I figured out last year, as part of my big break-down, that my life plan was not going to work out. I imagine this revelation has hit many people over the course of their lives so I don’t see myself as terribly special for having had it (especially because I’m reading a book about how it is the common life passage of everyone around my age).
The thing that surprises me is that I figured out that it isn’t simply my life plan that didn’t work out. It’s that life plans, in general, never work out. What’s that John Lennon line? “Life is what happens to you while you’re busy making other plans”? I always loved that line. So profound, yet simple. (The most profound things usually are.)
I get that, truly, for the first time in my life. Whatever my job, wherever I live, whoever I try to secure relationships with- nothing is guaranteed. My health may vanish before I recognize how lucky I am to be healthy and able-bodied. My job might be taken away from me despite my best efforts and innate abilities. My house could (god forbid) burn down. My car could be stolen. The people I love could die, or just change into people I don’t love anymore. Nothing is guaranteed.
As I list off all these vital things that may vanish in a second’s time I may sound like someone who doesn’t really get it- how devastating it is if these things do happen. And I agree that of the list I’ve only experienced a few. But I’ve experienced enough to believe that last statement. And, amazingly enough, I think I’m beginning to actually accept it.
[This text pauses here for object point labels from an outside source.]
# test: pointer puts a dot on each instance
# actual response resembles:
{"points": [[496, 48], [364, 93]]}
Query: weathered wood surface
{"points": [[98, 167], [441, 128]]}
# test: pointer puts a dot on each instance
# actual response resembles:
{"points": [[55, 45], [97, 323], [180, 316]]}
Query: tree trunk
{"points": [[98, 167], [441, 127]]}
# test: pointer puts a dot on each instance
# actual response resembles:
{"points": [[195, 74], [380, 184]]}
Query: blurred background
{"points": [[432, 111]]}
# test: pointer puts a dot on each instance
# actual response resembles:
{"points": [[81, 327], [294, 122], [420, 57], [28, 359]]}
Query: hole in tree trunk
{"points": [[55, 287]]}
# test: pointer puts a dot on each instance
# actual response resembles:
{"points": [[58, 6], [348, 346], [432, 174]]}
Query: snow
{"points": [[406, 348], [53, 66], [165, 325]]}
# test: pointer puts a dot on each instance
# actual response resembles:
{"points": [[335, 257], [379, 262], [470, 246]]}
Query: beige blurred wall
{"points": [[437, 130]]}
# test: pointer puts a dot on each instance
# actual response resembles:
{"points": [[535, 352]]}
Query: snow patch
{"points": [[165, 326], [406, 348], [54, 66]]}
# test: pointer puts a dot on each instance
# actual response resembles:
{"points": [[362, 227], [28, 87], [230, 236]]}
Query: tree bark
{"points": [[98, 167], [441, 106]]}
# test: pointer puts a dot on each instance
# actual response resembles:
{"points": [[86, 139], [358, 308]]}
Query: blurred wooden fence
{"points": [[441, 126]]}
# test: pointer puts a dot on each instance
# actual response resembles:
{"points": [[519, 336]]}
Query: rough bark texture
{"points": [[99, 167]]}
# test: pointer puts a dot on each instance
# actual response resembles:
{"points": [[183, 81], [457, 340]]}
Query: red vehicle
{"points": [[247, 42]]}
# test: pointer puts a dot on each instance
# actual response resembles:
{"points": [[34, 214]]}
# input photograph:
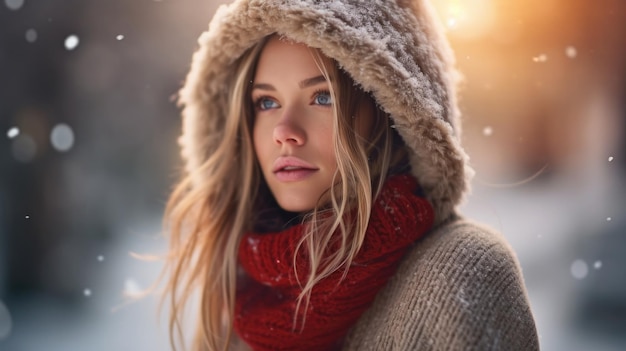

The whole job thing, for example. I used to think the whole 9 to 5 thing wasn’t a choice, it was a survival tactic. It was something you had to do. And yet, all around me are people who have made a living and continue to do so by working in areas I never thought of as real jobs and in areas that are as far removed from an office as you can get. Not to mention that me with my safe 9 to 5 got screwed over like everyone else, so I know that doesn’t actually work.
I’d like to say that, knowing all this, I have the bravery that comes from knowing you have nothing to lose. And yet, as I look for another job I find myself searching in offices, preferring schedules that resemble 9 to 5. Is it fear? Partially, I’m sure. Habit? Again, it must be partially that, too. But the main reason is that, even though I KNOW from experience that the whole 9 to 5 office life doesn’t work, I don’t KNOW what does.
And there’s the rub, as they say. You can do the leg work, collect the evidence to disprove your world view and your operating theories about how things work. But you can’t destroy an entire belief system without replacing it with something else. Once you wipe the hard drive you have to put on a new operating system in order to get anything done.
So that’s where I am- trying to find a new operating system. It’s scary, for sure. I don’t know what to believe. And because my previous OS crashed and burned so painfully I’m trepidatious when examining new beliefs, understandably so. I don’t want to fully buy into anything because I don’t want it to blow up in my face.
My fear, I think, makes perfect sense. You get burned, you handle with care next time. What doesn’t make sense to me, and what actually confuses me, is how everyone else around me is continuing on with their life plans as if nothing’s changed. Getting married, having kids, getting excited about new jobs… Despite my disillusionment the American Dream continues, unabated. Except that now as I watch those around me pursue theirs I don’t feel envy anymore. I just wonder when it’s gonna blow up in their face.